Connie moves Mount Study Guides off the table to make room for the rest of Leo’s lunch, a bunch of delicious mismatched leftovers from his weekend culinary adventures. “You know what, I’ve got some money saved up from the ice-cream shop.”

I wrinkle my nose. We all know I have money saved from babysitting aforementioned “gremlin” brothers during my parents’ Friday date nights, but I also have my eye on a new lens for Kitty, my camera, that I’m obsessively tracking the price of online.

Except Leo’s eyes find mine and linger in this way they haven’t really in the last few months. At least, not since the Big Embarrassing Incident—more colloquially known as the BEI—I am still actively trying to scrub from my brain. Whatever it is in his gaze cuts right past it, and I understand at once that it isn’t about the discount.

“Yeah. Yeah, let’s do it.”

Connie grins. “Loser has to make the other one soda bread.”

Leo, the only one of us who can actually cook, perks up at this. “I’ll help the loser.”

Connie and I shake on it, and Leo starts talking about some soda bread fusion with cherries and chocolate and cinnamon, and the bet is finalized by the time the bell rings to end lunch.

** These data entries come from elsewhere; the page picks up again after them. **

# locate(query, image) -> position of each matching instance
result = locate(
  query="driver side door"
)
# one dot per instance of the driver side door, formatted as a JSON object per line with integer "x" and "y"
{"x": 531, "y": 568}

To be honest, hours after we all spit into tubes and send off our kits, I forget about the whole thing. There are perilously low grades to juggle, endless tutoring sessions to endure, and worried but well-meaning parents to dodge. Plus with Leo focused on graduation and Connie focused on more extracurriculars than I have fingers and toes to count on, all three of us are basically spun out onto different planets.

But there it is, a month later: an email in my inbox, directing me to a website that apparently knows more about me than my sixteen years of knowing myself.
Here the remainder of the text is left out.